ALORS QUE, premièrement, lorsque la procédure d'expropriation est conduite selon les dispositions de droit commun, les immeubles doivent être évalués selon les règles habituelles et non selon les règles spéciales prévues par la loi n° 70-612 du 10 juillet 1970, lesquelles ne peuvent s'appliquer que lorsque la procédure d'expropriation a été conduite selon les règles spéciales qui y sont prévues ; qu'au cas d'espèce, en décidant au contraire que certains des immeubles compris dans le périmètre de l'expropriation devaient être évalués selon les règles prévues par la loi du 10 juillet 1970, motif pris de ce qu'ils étaient insalubres, quand il était par ailleurs constant que la procédure d'expropriation avait été conduite selon les règles du droit commun et non selon les règles spéciales de ladite loi, les juges du fond, qui n'ont pas tiré les conséquences légales de leurs propres constatations, ont violé, par fausse application, l'article 18 de la loi n° 70-612 du 10 juillet 1970 et, par refus d'application, les articles L. 13-13 à L. 13-17 du Code de l'expropriation ;


Et ALORS QUE, deuxièmement, les circulaires sont dépourvues de valeur normative en droit privé français ; qu'au cas d'espèce, en se fondant sur les dispositions de la circulaire n° UHC/IUH 48 n° 2003-31 du 5 mai 2003 relative à la mise en oeuvre et au financement des opérations de résorption de l'habitat insalubre irrémédiable, pour en déduire que les règles spéciales issues de la loi du 10 juillet 1970 devaient s'appliquer à l'espèce, les juges du fond ont violé les articles 34 et 37 de la Constitution du 4 octobre 1958, ensemble l'article 12 du Code de procédure civile.

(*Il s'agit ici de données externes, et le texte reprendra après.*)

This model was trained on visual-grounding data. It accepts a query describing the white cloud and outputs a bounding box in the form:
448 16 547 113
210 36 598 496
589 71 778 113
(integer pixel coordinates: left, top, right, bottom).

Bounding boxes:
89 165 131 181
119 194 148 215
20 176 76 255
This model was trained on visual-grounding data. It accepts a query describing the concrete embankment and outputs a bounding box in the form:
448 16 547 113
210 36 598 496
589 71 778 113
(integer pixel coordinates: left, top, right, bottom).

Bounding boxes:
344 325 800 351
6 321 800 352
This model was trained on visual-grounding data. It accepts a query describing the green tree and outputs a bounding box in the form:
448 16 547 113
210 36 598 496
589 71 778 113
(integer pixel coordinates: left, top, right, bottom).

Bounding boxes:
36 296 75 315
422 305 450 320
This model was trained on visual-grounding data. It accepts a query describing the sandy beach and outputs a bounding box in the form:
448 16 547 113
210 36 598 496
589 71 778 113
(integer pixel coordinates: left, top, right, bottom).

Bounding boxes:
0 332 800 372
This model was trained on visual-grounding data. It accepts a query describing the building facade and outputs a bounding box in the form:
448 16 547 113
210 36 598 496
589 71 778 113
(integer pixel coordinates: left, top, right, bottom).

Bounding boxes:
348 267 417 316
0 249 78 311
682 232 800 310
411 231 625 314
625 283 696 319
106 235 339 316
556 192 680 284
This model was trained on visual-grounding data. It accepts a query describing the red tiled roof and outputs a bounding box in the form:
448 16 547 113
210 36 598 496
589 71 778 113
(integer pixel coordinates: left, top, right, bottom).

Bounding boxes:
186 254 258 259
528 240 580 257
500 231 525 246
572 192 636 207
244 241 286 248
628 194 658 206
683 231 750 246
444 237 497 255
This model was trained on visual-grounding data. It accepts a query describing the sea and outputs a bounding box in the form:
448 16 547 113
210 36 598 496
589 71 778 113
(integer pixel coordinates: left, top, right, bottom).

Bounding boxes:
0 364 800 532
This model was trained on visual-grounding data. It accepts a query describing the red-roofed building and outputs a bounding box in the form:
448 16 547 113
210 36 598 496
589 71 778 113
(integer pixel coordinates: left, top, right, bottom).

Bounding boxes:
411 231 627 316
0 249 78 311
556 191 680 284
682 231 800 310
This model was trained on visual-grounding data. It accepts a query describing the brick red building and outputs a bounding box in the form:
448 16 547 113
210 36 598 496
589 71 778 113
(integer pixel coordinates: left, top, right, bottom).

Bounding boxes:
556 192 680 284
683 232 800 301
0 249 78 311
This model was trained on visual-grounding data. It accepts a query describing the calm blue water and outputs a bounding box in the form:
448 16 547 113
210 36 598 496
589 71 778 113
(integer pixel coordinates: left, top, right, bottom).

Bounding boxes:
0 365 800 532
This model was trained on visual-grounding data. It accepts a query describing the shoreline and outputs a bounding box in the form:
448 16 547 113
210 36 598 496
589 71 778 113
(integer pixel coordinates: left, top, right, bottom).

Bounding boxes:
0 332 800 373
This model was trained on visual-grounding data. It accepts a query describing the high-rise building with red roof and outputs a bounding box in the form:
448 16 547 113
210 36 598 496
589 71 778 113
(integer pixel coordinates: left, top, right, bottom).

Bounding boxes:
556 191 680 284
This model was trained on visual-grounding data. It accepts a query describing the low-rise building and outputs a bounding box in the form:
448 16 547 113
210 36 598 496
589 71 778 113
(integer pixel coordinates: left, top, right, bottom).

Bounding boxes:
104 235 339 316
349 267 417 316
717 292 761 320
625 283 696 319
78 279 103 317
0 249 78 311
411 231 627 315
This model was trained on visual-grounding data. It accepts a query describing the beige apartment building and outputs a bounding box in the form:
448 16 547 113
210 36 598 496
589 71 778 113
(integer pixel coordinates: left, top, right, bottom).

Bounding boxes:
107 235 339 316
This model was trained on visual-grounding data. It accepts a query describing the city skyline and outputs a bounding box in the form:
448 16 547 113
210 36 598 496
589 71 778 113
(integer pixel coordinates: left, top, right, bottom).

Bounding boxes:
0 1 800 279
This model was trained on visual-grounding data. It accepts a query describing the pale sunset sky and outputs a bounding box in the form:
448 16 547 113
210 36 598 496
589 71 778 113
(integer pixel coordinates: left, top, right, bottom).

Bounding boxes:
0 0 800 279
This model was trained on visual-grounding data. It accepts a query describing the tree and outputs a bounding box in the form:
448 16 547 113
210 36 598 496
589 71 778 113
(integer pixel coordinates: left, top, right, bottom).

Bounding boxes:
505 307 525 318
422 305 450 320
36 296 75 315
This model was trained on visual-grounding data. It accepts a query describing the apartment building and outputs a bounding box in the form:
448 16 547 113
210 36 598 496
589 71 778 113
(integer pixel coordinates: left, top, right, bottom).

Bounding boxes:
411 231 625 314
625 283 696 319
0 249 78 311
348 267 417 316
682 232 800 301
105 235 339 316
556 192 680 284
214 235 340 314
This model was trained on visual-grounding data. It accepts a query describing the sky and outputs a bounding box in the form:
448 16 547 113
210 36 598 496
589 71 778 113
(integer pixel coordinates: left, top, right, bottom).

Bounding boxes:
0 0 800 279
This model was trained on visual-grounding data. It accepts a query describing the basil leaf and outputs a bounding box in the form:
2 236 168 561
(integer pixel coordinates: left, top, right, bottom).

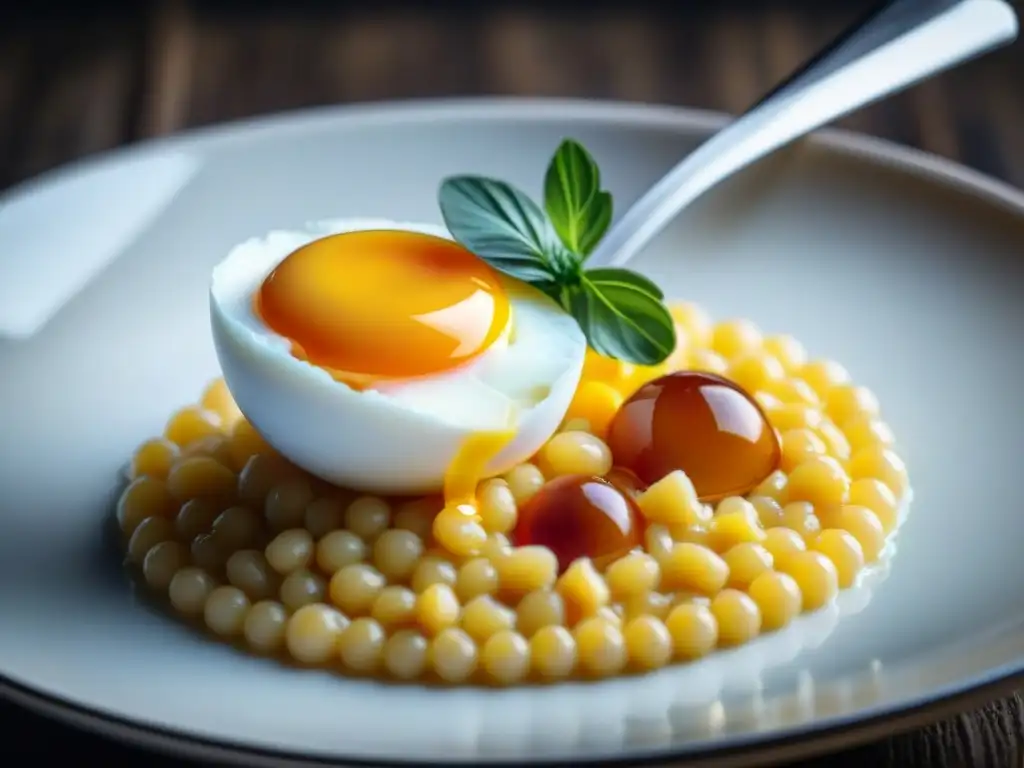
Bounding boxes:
580 191 611 257
568 276 676 366
437 176 560 283
544 139 611 256
584 266 665 301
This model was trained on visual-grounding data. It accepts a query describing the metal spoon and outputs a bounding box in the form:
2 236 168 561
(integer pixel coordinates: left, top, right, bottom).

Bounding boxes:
588 0 1017 266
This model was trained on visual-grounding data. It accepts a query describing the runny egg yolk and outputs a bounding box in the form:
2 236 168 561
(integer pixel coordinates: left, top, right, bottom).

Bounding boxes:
255 229 510 387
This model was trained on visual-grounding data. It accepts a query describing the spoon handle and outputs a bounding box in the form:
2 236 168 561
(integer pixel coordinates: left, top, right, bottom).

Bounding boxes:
588 0 1017 266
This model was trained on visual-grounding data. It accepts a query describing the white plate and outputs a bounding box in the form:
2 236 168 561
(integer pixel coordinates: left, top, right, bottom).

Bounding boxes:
0 101 1024 765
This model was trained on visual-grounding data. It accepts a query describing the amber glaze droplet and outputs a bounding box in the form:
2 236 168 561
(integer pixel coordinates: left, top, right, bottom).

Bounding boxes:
608 371 781 501
513 475 643 570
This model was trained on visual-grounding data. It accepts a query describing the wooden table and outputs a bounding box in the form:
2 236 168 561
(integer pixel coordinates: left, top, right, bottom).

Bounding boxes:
0 0 1024 768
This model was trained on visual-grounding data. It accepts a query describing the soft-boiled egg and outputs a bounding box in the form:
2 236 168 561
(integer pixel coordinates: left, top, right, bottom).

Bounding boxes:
210 219 587 497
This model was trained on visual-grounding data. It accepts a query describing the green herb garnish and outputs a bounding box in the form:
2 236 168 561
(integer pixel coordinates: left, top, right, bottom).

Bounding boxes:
438 139 676 366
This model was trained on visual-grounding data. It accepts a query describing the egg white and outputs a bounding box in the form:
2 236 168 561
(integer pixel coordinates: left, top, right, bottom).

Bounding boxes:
210 219 587 495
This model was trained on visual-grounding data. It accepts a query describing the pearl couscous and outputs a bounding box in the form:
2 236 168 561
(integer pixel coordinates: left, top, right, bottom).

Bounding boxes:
117 304 908 686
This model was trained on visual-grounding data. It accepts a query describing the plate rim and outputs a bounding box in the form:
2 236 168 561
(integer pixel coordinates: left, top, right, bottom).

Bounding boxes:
0 96 1024 768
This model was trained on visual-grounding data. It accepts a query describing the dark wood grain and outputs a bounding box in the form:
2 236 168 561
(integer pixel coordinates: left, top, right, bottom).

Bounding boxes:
0 0 1024 768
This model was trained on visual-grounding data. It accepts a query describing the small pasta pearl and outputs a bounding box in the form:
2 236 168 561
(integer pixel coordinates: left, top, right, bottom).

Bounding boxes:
203 586 250 637
748 570 804 632
494 546 558 595
478 478 518 534
130 437 178 480
211 507 264 551
142 542 188 593
242 600 288 653
778 552 839 611
279 568 327 611
538 432 611 477
623 616 672 670
572 616 627 677
416 584 461 635
410 557 458 592
374 528 424 582
174 499 221 542
167 566 217 615
516 589 565 638
810 528 864 589
329 563 387 616
316 530 368 574
460 595 516 643
480 630 529 685
665 603 718 659
711 589 761 646
384 630 430 680
263 477 313 531
604 552 662 601
225 549 279 600
529 626 577 680
430 627 478 683
504 464 544 507
345 496 391 543
265 528 315 575
455 557 499 602
285 603 348 664
128 517 174 565
370 586 416 627
338 617 387 674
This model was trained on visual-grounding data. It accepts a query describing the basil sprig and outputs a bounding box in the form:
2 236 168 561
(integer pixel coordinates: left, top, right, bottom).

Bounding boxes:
438 139 676 366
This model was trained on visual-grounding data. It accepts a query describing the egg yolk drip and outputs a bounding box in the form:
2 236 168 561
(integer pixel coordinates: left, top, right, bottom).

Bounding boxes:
255 230 511 388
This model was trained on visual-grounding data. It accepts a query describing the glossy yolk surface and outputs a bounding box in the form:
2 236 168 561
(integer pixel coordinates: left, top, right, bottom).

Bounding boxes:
513 475 643 570
608 371 781 501
255 230 510 386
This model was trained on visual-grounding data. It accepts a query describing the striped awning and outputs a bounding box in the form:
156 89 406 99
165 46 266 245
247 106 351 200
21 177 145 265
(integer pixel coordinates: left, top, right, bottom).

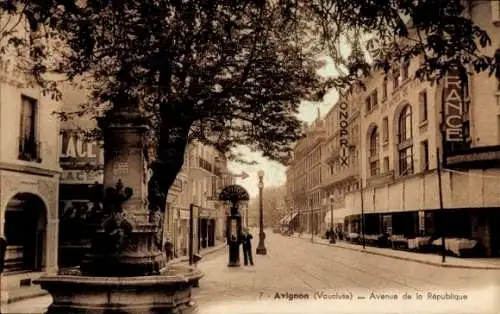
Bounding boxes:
285 212 298 225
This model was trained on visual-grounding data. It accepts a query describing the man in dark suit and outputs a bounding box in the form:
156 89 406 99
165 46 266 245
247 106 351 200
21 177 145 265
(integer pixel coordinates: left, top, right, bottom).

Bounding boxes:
242 228 253 266
0 236 7 273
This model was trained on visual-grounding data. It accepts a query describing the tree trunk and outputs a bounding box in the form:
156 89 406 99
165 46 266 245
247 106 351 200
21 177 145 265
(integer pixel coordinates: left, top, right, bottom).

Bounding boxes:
149 106 191 212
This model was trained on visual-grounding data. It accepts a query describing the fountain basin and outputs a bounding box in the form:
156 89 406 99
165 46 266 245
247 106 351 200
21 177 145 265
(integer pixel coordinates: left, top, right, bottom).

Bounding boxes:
35 266 203 314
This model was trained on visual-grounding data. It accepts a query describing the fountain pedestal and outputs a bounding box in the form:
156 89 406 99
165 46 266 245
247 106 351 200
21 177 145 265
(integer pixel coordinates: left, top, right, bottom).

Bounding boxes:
35 106 203 314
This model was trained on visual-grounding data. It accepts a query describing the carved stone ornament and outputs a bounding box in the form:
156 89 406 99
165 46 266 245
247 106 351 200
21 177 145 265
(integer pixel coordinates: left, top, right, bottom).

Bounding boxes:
102 180 134 253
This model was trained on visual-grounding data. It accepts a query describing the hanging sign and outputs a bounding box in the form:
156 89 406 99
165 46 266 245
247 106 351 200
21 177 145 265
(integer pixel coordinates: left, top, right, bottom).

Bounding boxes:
339 102 349 166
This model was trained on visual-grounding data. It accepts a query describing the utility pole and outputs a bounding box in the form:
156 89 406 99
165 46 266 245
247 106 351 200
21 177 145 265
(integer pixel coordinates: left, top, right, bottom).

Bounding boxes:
360 179 365 249
436 147 446 263
309 199 314 242
189 203 194 265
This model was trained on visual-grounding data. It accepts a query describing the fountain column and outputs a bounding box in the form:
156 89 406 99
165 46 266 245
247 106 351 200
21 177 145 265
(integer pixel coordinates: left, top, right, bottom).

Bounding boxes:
82 107 165 276
35 106 203 314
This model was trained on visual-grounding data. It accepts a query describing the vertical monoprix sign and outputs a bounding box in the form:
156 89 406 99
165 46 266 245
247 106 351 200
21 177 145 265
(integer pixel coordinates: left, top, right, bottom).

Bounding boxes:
339 102 349 166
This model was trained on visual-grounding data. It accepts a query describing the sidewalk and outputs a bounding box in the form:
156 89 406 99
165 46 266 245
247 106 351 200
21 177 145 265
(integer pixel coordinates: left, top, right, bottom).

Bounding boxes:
172 242 226 264
290 233 500 270
0 243 226 313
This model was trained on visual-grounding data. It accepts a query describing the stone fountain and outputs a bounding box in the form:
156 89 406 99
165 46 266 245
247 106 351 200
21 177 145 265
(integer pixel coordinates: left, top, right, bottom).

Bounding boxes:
35 106 203 314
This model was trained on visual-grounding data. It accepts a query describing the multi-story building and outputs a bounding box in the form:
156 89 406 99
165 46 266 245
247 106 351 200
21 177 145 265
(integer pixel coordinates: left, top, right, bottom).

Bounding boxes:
345 1 500 255
287 110 326 233
0 58 61 303
167 142 234 255
322 87 362 234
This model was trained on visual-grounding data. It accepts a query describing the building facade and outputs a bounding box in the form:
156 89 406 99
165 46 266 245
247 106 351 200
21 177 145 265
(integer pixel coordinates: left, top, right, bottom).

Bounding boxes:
166 142 234 256
287 1 500 256
286 110 326 234
0 59 61 303
345 1 500 256
322 87 362 232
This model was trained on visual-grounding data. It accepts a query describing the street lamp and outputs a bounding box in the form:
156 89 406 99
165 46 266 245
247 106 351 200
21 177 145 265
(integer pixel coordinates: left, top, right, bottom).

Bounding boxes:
256 170 267 255
330 194 335 244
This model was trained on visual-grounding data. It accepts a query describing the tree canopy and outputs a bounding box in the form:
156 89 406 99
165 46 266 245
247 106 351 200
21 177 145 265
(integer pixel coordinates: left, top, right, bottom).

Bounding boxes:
0 0 499 211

SECOND MOYEN DE CASSATION L'arrêt attaqué encourt la censure ;


EN CE QU'il a limité à 469.720,40 € l'indemnité d'expropriation allouée à M. et Mme X... ;


AUX MOTIFS tout d'abord QUE « s'agissant de la parcelle AL n°44, les époux X... contestent les abattements appliqués par le premier juge et retiennent un abattement de 15 % sur l'ensemble des bâtiments ; qu'ils omettent toutefois le fait qu'une partie de cette série de bâtiments est frappée d'un arrêté d'insalubrité irrémédiable et que c'est pour cette raison que le Tribunal a retenu pour ces derniers biens un abattement de 40 % et pour les autres de 15 % ; que par ailleurs, les estimations d'urgences lire : agences immobilières par les expropriés ne peuvent qu'être rejetées car elles ne sont pas fondées sur des termes de comparaison publiés à la Conservation des hypothèques (…) » (arrêt, p. 6, antépénultième, avant-dernier et dernier §) ;


Et AUX MOTIFS encore QUE « concernant les immeubles à usage d'habitation sur la parcelle A.45, que les expropriés proposent des prix excessifs à hauteur de 2.915 €/m², sans terme de référence correspondant à la jurisprudence de la Cour d'appel AIX-EN-PROVENCE, se basant uniquement sur des moyennes établies par la FNAIM et la Chambre des notaires ; que, par ailleurs, il ne doit pas être tenu compte de l'expertise amiable réalisée le 7 février 2006 par l'expert M. Z..., car ce dernier ne se place pas à la date du 5 avril 2004, date à laquelle l'ouverture effective des enquêtes conjointes d'utilité publique et parcellaire s'est effectuée et date à laquelle le bien n'avait pas encore subi d'amélioration (…) » (arrêt, p. 7, § 5 et 6) ;


ALORS QUE, premièrement, l'exproprié a le droit de produire tous les éléments de preuve de nature à établir la valeur du bien exproprié ; qu'au cas d'espèce, en refusant par principe, s'agissant de la parcelle AL n° 44, de s'interroger sur la valeur probante des estimations émanant d'agences immobilières produites par les expropriés, motif pris de ce que ces estimations n'étaient pas fondées sur des termes de comparaison publiés à la Conservation des hypothèques, les juges du fond ont violé les articles L. 13-13 à L. 13-15 du Code de l'expropriation, ensemble l'article 1353 du Code civil ;


Et ALORS QUE, deuxièmement et de la même manière, en refusant par principe, s'agissant des immeubles à usage d'habitation situés sur la parcelle AL n° 45, de tenir compte des termes de référence proposés par les expropriés et basés sur des moyennes établies par la FNAIM et la Chambre des notaires, motif pris de ce que ces termes de référence ne correspondaient pas à la jurisprudence de la Cour d'appel AIX-EN-PROVENCE, les juges du fond ont, à cet égard encore, violé les articles L. 13-13 à L. 13-15 du Code de l'expropriation, ensemble l'article 1353 du Code civil.